The HTTP Load Generator is a load generator designed to generate HTTP loads with varying load intensities. It uses load intensity specifications as specified by LIMBO to generate loads that vary in intensity (number of requests per second) over time. The load generator logs application level data and supports connecting to external power measurement daemons. It specifies the http requests themselves using LUA scripts, which are read at run-time.
The HTTP Load Generator tool can be run in two modes: As director and as load generator. The director mode starts the tool in a mode where it parses necessary profiles and scripts, connects to power measurement devices, and collects data. The load generator mode receives instructions from the director and generates the actual requests. The mode is set using command line switches, which means that at least two instances of the HTTP Load Generator must be running for a test, one in each mode. The HTTP Load Generator also supports multi-node load generation, where one director connects to multiple instances running in load generator mode.
Structure of this README:
- Features and Application Scenarios
- Getting Started with the Load Generator
- Creating Custom Request Profies
- Using Power Daemons
- All Command Line Switches
- Results
- Cite Us
The load generator has the following three primary features:
- Generation of loads with a varying load intensity (number of requests per second).

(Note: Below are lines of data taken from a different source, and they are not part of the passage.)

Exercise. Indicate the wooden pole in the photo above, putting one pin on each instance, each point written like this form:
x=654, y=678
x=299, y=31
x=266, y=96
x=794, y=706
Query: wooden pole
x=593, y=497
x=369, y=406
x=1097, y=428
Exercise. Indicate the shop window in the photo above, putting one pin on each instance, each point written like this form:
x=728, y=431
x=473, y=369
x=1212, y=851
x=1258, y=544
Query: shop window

- Generation of loads with context sensitive requests that can be scripted to be dependent on previous responses.
- An infrastructure that allows for collection of power measurements from external measurement devices (optional).
The load generator can be used for testing of web applications regarding testing of energy efficiency, testing of scaling behavior over time, and testing of time-dependent scenarios, such as the effect of sudden bursts, seasonal variations in request patterns, trends, etc.
First build or download the httploadgenetor.jar. Deploy the httploadgenerator on two machines:
- The director machine (experiment controller): Usually your PC. This machine must have access to the load profile and request script to be run. In addition, this machine must be able to communicate with the power meters (optional, we are not using a power meter in this getting started section).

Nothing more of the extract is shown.